Casse-tête de la nomination d’un Premier ministre

Cette nouvelle configuration parlementaire a ouvert la voie à une période de flou politique en France. Elle s’est notamment traduite, pendant plusieurs semaines, par la difficulté pour le président Macron de nommer un nouveau chef de gouvernement à la place de Gabriel Attal – dont la démission avait été acceptée le 16 juillet –, alors chargé d’expédier les affaires courantes. L’idée était de trouver une personnalité qui ne serait pas immédiatement censurée (renversée, NDLR) par les parlementaires.

Bien que le bloc hétéroclite de gauche soit arrivé en tête aux dernières législatives et ait proposé le nom de Lucie Castets pour Matignon, le président Macron a fini par nommer, le 5 septembre (soit plus de 50 jours après la démission de Gabriel Attal), une personnalité de droite: Michel Barnier, alors âgé de 73 ans. Ancien titulaire de plusieurs portefeuilles ministériels et ancien négociateur pour le Brexit, ce dernier n’est cependant pas resté longtemps en poste, renversé le 4 décembre par une motion de censure et forcé de démissionner. Ce nouveau camouflet a donc obligé le président Macron à trouver un nouveau Premier ministre.
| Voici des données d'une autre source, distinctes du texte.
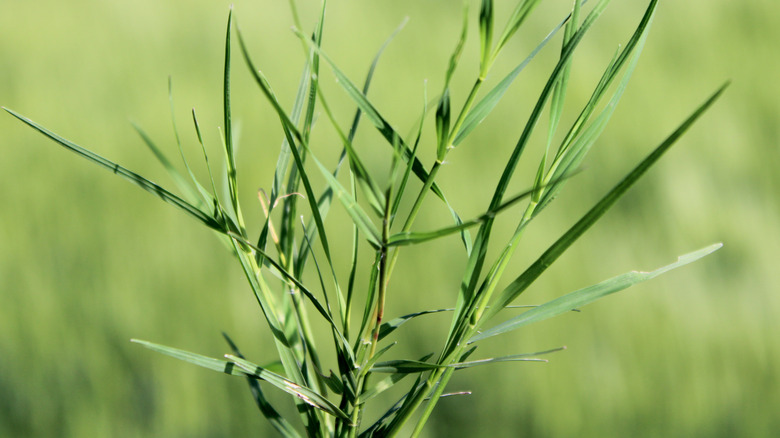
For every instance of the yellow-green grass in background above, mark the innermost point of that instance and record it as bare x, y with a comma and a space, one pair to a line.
88, 261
Un casse-tête qui a, cette fois, duré moins longtemps que précédemment. Il faut attendre 9 jours pour connaître le nouveau locataire de Matignon: François Bayrou, personnalité centriste, alors devenu le quatrième Premier ministre français en un an (après Élisabeth Borne, Gabriel Attal et Michel Barnier).
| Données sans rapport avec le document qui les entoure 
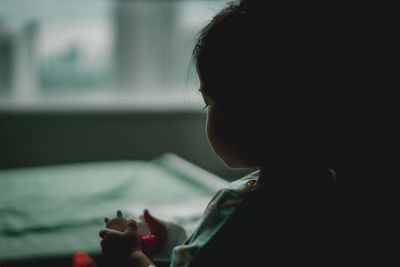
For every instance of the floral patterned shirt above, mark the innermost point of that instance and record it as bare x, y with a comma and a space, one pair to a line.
217, 213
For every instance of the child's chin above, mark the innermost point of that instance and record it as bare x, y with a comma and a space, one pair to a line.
238, 164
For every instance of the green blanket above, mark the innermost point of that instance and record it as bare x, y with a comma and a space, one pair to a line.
55, 211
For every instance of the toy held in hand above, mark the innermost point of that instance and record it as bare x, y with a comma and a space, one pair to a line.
150, 241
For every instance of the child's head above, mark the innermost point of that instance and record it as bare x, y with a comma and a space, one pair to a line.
270, 77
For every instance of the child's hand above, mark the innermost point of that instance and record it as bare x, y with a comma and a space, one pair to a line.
118, 246
118, 223
156, 227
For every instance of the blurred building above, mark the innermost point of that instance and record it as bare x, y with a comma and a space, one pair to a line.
7, 57
27, 61
143, 44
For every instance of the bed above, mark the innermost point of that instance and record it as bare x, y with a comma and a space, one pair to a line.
51, 212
Ce dernier a, pour l’instant, pu éviter la censure et réussi à faire voter un budget pour la France. M. Bayrou a contourné le problème, en amadouant les socialistes à la fois sur le budget et avec un «conclave» social sur la réforme des retraites censé s'achever mi-juin. Mais depuis, il n'a pu présenter aucun texte au nom de son gouvernement, se contentant de reprendre ceux émanant d'un Parlement indomptable. Il demeure tout à fait possible que, si le texte proposé ne trouve pas grâce aux yeux des députés, ces derniers le censurent, à l’instar de celui qui l’a précédé.

La nouvelle configuration parlementaire a également des conséquences sur le fonctionnement et l’ambiance des séances à l’intérieur de l’hémicycle de l’Assemblée nationale, avec des débats émaillés d'incidents, d’obstruction et de coups procéduraux.
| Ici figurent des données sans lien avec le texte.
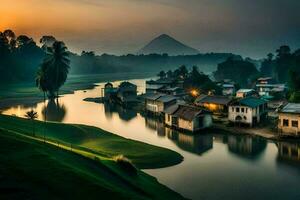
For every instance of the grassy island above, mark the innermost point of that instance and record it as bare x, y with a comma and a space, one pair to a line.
54, 169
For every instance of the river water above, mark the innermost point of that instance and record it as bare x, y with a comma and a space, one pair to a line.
215, 166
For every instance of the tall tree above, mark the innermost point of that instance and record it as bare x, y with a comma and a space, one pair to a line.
267, 66
56, 66
240, 71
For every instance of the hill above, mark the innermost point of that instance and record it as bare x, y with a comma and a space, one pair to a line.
165, 44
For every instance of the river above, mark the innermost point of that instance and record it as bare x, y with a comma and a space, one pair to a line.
215, 166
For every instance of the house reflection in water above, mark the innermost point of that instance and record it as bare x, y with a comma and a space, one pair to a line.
54, 111
124, 114
289, 151
156, 125
246, 146
197, 144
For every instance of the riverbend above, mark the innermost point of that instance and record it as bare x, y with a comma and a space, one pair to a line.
216, 165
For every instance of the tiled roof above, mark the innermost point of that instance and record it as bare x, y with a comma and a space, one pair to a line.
251, 102
223, 100
186, 112
291, 108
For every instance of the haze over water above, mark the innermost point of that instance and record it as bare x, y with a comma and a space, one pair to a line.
215, 166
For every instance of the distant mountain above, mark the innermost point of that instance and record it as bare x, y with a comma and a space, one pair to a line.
166, 44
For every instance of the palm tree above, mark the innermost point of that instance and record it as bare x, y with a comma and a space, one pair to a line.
42, 84
57, 65
32, 115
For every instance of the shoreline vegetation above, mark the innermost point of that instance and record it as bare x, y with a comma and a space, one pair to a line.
82, 157
28, 94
Nouvelle dissolution, municipales et présidentielle

D’un point de vue constitutionnel, le président Macron a le droit de dissoudre l’Assemblée nationale une fois par an. Comme le rappelle le média Le Figaro, le chef de l’État ne pourra pas recourir à ce droit avant le 8 juillet – le second tour des dernières législatives ayant eu lieu le 7 juillet 2024.

Certains responsables politiques ne cachent pas leur volonté d’une nouvelle dissolution. C’est par exemple le cas du député de La France insoumise (LFI, extrême-gauche) Éric Coquerel. «Nous allons faire tout ce que l’on peut pour une nouvelle dissolution», a-t-il déclaré dimanche lors de l’émission télévisée du Grand Jury RTL - Le Figaro - Public Sénat - M6.

Le député RN de la Somme, Jean-Philippe Tanguy, a de son côté défendu dimanche «une pression politique» contre l'exécutif «pour montrer que seule la voie des urnes est possible, donc la dissolution» de l'Assemblée nationale, lors d'un entretien sur la chaîne LCI.

 

Dans le même temps, les formations politiques se mettent en ordre de bataille pour les élections municipales qui devraient, sauf situation particulière, avoir lieu en mars 2026. De quoi se préparer pour l’élection suprême: la présidentielle de 2027. Un scrutin rendu encore plus important par le fait que le président Macron ne peut pas se représenter pour un troisième mandat consécutif.